Perched at the edge of the Pacific Ocean, the Lands End Lookout is designed to protect the beautiful and rugged coastline while making it more visible and accessible to visitors. Approached from above, the site appears to be an open field, with the building slowly revealing itself as visitors move through the dunes. The shifting concrete wall planes of the building stretch out to embrace the dunescape, evoking and expressing the evolution of the site and its vital and dynamic natural environment.
Many arrive along the wild, rocky Coastal Trail, which traverses the cliffs from Baker Beach to Lands End. Along the way, hikers pass hillsides of cypress and wildflowers, taking in views of old shipwrecks, and eventually descend the stairs to reach the epic ruins of the Sutro Baths.

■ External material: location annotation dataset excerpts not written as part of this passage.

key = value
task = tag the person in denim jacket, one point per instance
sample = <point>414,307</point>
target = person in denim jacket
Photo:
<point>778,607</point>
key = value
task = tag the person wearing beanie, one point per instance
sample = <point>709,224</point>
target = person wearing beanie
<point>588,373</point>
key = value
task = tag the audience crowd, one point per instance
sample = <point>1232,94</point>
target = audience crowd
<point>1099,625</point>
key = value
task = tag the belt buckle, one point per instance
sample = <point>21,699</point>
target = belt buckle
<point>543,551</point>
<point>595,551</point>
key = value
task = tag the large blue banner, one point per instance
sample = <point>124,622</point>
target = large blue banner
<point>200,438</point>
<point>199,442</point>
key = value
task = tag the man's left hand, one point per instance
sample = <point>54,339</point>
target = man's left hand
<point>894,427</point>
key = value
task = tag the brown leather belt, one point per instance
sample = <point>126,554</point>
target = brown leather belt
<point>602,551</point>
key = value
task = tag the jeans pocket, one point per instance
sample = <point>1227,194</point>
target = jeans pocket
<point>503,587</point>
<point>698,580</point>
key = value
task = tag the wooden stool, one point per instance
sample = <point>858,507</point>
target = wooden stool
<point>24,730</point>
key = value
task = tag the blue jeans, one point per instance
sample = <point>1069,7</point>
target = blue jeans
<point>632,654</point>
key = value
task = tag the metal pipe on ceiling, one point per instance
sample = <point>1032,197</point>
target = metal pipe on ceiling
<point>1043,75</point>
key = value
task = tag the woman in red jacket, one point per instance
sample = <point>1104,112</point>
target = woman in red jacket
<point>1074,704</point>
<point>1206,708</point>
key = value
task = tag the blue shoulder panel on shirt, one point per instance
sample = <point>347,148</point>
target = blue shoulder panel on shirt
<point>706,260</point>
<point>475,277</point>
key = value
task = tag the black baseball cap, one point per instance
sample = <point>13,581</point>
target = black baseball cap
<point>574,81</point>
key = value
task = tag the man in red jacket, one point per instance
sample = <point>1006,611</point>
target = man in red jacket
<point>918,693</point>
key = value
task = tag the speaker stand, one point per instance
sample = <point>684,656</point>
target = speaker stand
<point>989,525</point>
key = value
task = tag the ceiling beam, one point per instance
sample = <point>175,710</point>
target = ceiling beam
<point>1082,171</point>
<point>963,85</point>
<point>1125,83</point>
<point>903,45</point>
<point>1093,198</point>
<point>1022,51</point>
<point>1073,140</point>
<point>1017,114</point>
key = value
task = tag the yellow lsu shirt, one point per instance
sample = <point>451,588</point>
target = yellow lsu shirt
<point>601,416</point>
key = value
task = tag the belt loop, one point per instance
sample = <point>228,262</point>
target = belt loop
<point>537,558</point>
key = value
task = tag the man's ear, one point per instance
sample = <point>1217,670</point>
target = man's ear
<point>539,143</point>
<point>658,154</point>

Materials are rustic, echoing the residue and remains of what has been worn away and eroded by the unrelenting wind and water from the sea. Substantial markers in the entrance garden made of large rustic timbers are aptly named “dune screens” which mark the movement of shifting sand while serving as guideposts for visitors. Wood used for benches and to create the dune screens was harvested from Monterey Cypress culled through forestry management efforts in the Golden Gate National Recreation Area.
The rich planting covering the dunes was harvested from the local watershed and then cultivated in a nearby native plant nursery. Even the sand mixture used for planting is local—collected from construction sites around the city— to build a substrate for establishing plants in this fragile ecology.